Ähnlich verhält es sich mit der "islamischen Community", institutionalisiert in der Form der Islamischen Glaubensgemeinschaft in Österreich (IGGiÖ). Nicht ganz stolze vier Prozent der mehr als 500.000 Muslime in Österreich wählten im Frühling 2011 einen neuen Vorsitzenden der IGGiÖ. Er genießt seither den Titel "offizieller Vertreter aller Muslime in Österreich". Dass so mancher Moslem noch nicht einmal von seiner Existenz weiß, wie eine daStandard-Reportage gezeigt hat, spielt offenbar keine Rolle. Wichtiger ist der Titel.
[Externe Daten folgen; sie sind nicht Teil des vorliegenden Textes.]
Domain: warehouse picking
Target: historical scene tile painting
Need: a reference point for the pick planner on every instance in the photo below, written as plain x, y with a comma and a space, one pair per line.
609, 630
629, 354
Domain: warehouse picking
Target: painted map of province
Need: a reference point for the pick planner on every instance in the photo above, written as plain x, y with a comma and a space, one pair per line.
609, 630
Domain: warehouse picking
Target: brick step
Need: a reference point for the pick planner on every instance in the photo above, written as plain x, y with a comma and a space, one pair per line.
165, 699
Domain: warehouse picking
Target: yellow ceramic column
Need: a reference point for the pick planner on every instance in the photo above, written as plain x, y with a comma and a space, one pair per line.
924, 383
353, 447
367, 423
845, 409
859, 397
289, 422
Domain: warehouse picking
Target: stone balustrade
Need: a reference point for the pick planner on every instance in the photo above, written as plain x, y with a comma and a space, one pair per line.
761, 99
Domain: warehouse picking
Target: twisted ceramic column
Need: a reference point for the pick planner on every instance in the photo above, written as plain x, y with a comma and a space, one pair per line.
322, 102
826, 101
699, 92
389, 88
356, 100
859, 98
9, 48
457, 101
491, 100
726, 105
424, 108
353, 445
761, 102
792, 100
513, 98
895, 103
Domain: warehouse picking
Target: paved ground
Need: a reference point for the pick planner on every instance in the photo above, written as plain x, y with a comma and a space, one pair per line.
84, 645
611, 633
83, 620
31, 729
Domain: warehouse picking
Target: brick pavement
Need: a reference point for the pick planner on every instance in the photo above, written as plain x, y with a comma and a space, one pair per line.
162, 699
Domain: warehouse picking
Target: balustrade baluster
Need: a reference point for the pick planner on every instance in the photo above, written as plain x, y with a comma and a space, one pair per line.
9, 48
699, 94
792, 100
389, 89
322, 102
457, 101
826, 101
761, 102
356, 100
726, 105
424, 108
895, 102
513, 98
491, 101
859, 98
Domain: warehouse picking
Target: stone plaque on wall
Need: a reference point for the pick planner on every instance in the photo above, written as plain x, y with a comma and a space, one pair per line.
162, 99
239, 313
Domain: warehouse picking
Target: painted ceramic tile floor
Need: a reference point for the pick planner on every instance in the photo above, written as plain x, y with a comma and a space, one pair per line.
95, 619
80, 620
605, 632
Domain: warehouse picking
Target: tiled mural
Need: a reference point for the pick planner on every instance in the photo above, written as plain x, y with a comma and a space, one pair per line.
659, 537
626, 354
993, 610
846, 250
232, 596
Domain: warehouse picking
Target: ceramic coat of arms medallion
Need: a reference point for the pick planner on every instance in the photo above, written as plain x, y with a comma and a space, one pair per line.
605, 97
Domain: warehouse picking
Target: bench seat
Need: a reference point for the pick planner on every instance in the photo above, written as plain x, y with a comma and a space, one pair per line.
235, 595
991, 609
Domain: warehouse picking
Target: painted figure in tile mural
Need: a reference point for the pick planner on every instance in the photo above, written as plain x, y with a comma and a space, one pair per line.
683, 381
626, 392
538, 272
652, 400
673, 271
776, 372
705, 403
In jeder größeren heterogenen Gesellschaft gibt es das Bedürfnis nach Einfachheit und Übersicht. Für die öffentliche Debatte braucht es klare Kategorien und konkrete Ansprechpartner. Nur sollte man sich darüber im Klaren sein, wie Kategorien zustande kommen und wen genau die Ansprechpartner repräsentieren. Das Herbeireden von "Migranten-Communitys" könnte dazu führen, dass es irgendwann tatsächlich welche gibt. In einem nächsten Schritt würden wir sie dann vermutlich "Parallelgesellschaften" nennen und ihre Auflösung fordern. (Yilmaz Gülüm, daStandard.at, 4.5.2012)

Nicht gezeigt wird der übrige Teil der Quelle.